Patrick Desjardins Blog
Patrick Desjardins picture from a conference

Asp.Net MVC4 AllowAnonymous

Posted on: 2012-10-17

In Asp.Net MVC3 and before, if we wanted to make my default all action of controller to be secured we had to create a AllowAnonymous filter and to add a global filter which was requiring a valid authentification before accessing the action.

With Asp.Net MVC 4, it's built in. You need to go inside the App_Start folder which contain the FilterConfig.cs file. Inside the FilterConfig.cs you will found what was inside the Global.Asax.cs : the static method RegisterGlobalFilters.

You need to add to this method the new folder called "AuthorizeAttribute".

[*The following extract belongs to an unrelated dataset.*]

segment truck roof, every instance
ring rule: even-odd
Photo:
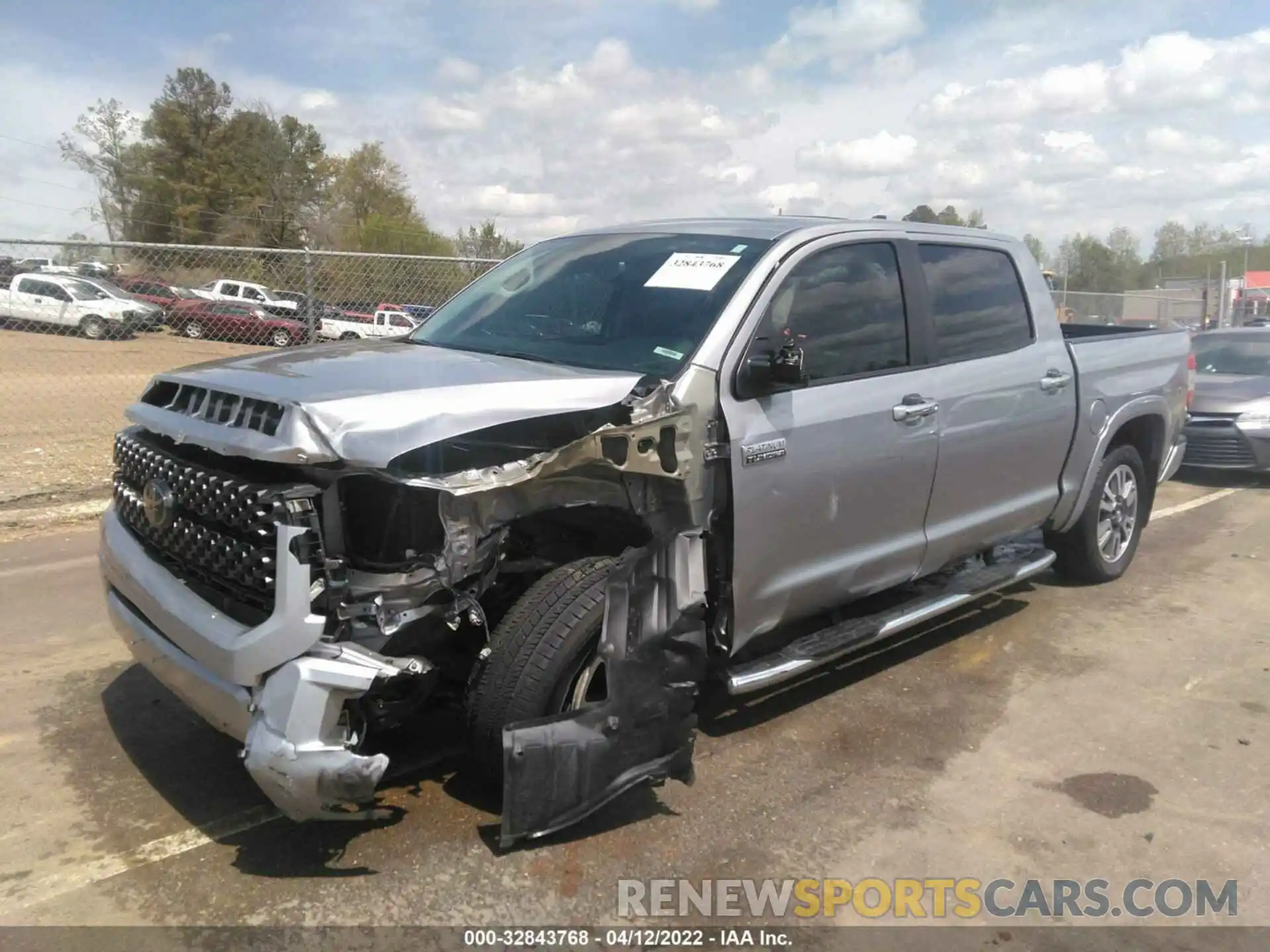
[[[688,235],[734,235],[758,240],[786,237],[799,231],[823,231],[826,226],[837,226],[841,231],[897,231],[916,235],[947,235],[960,237],[988,239],[993,241],[1013,241],[1012,235],[1003,235],[983,228],[966,228],[952,225],[928,225],[926,222],[889,218],[834,218],[817,215],[773,215],[754,218],[660,218],[653,221],[608,225],[598,228],[582,228],[575,235],[613,235],[630,232],[678,232]]]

 public class FilterConfig { 
  public static void RegisterGlobalFilters(GlobalFilterCollection filters) { 
    filters.Add(new HandleErrorAttribute()); 
    filters.Add(new AuthorizeAttribute()); 
  } 
} 

By now, all action require a valid authentification. If you want to allow anonymous person to see the action, you need to add the AllowAuthorize attribute to the action. In fact, it's already been setup for the login and register method of the AccountController.cs.

[AllowAnonymous] 
public ActionResult Login(string returnUrl) { 
  ViewBag.ReturnUrl = returnUrl; 
  return View(); 
}

[AllowAnonymous] 
public ActionResult Register() { 
  return View(); 
} 

That's it. Pretty simple and more secure!